Il est intéressant de montrer que les compléments circonstanciels de lieu à l’initiale s’accordent très souvent à des textes descriptifs alors que les compléments circonstanciels de temps introduisent normalement des textes narratifs.
L’ordre des compléments circonstanciels contribue considérablement à la cohésion et à l’enchaînement dans le texte. Nous avons fait ressortir cette caractéristique en examinant les types de progressions thématiques actualisées par les compléments circonstanciels.
Nous avons tenté ensuite d’embrasser d’un regard la valeur poétique quand il s’agit de l’arrangement des compléments circonstanciels. Cette valeur est d’abord marquée par le fait que les écrivains disposent de ces compléments comme les signaux démarcatifs. Pour ce faire, ils se placent nécessairement en début de paragraphe en servant de transition des séquences textuelles, comme devant nous dans le texte suivant :

– Monsieur de Neufville, je me suis décidé pour le sabre à deux mains.
Il sursauta et je crus qu’il avait peur de cette arme redoutable. Il me détrompa en dénonçant le vice de procédure :
– Monsieur Hizen, c’est avec mes deux témoins que les vôtres ont à régler ce détail. Et jusqu’aux jour et heure qu’ils auront fixés d’un commun accord pour la rencontre, il y aura quelque décence à nous éviter … enfin, dans la mesure du possible.
Devant nous, une ligne serpentine de fantassins montait à l’assaut de retranchements à peine achevés. En tête, paradaient le tambour-major et le clairon-major […]
(Pham Van Ky).

La poétique des phrases et des textes dans les romans francophones repose en bonne partie sur l’insertion des compléments circonstanciels dans différentes zones de l’énoncé. Nous considérons cette démarche comme un art de suspension. Elle permet de créer dans un énoncé une ligne mélodique particulière marquant à la fois le caractère objectif et subjectif dans l’expression.
Le parcours esthétique de la phrase et du texte résultant de l’ordre des compléments circonstanciels est encore exprimé de façon impressionnante par le schéma spectaculaire et cosmique et par l’accumulation de ces compléments. Nous avons remarqué que leur entrée dans la phrase et dans le texte rend très vivante la scénographie par la plume des écrivains. Cela fait penser que chaque phrase ou chaque texte est construit sous forme d’une scène théâtrale ou d’un tableau.
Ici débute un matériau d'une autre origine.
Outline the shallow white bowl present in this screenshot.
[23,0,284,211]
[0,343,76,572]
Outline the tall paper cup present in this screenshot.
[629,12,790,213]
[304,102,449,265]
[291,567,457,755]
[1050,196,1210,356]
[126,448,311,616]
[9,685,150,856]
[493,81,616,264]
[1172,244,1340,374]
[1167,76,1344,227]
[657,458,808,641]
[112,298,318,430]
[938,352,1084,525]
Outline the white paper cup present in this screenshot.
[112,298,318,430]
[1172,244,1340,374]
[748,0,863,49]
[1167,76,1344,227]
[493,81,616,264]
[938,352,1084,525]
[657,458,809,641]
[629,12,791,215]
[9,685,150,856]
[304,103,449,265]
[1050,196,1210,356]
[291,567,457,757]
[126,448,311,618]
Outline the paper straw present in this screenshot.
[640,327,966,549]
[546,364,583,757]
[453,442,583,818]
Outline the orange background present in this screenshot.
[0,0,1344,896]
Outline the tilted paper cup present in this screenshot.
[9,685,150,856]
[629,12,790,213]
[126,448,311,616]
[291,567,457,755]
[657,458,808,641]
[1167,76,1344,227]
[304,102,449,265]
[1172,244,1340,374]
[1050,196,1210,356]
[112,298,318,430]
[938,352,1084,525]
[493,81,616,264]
2.3. Troisième partie : étude de la place des adverbes

La troisième partie de la thèse se compose de deux chapitres. Le chapitre 5 est consacré à l’examen de la position des adverbes au niveau de la phrase. Dans le chapitre 6, nous sommes amenés à traiter de la position des adverbes dans le cadre du texte.
Ainsi, au niveau de la phrase, après avoir présenté brièvement la construction des adverbes selon les linguistes modernes, la position des adverbes est d’abord expliquée au point de vue de la fonction. Nous nous sommes focalisé essentiellement dans un premier temps sur la zone postverbale ; il s’agit de la zone du syntagme verbal qui attire souvent les adverbes de modification verbale. C’est un fait assez connu. Nous abordons pourtant deux types d’adverbes : les adverbes énonciatifs et les adverbes scéniques.
L’essentiel est de mettre en évidence la concordance et la discordance entre la position et la fonction de ces adverbes. En d’autres termes, nous avons cherché à justifier l’interdépendance entre l’ordre des adverbes et leur fonction. Cette démarche consiste à voir les combinaisons des adverbes avec d’autres éléments discursifs.
Pour les adverbes appelés énonciatifs, il est communément admis que certains d’entre eux peuvent se mettre dans toutes les césures de l’énoncé. Mais leur mobilité devient parfois un piège duquel le lecteur se sort difficilement. Cela signifie que leur déplacement entraîne une modification importante de leur fonction. En effet, quand les auteurs arrangent ces adverbes liés après le verbe, on les interprète normalement comme les adverbes modificateurs du verbe. Voyons par exemple le cas des adverbes personnellement et confidentiellement :

J’étais considéré comme un traître à la condition humaine, en me posant comme innocent, en ne croyant être au-delà ou en deçà des hystéries collectives justifiées par ce même droit à la vie qu’on me refusait personnellement. (Cung Giu Nguyen).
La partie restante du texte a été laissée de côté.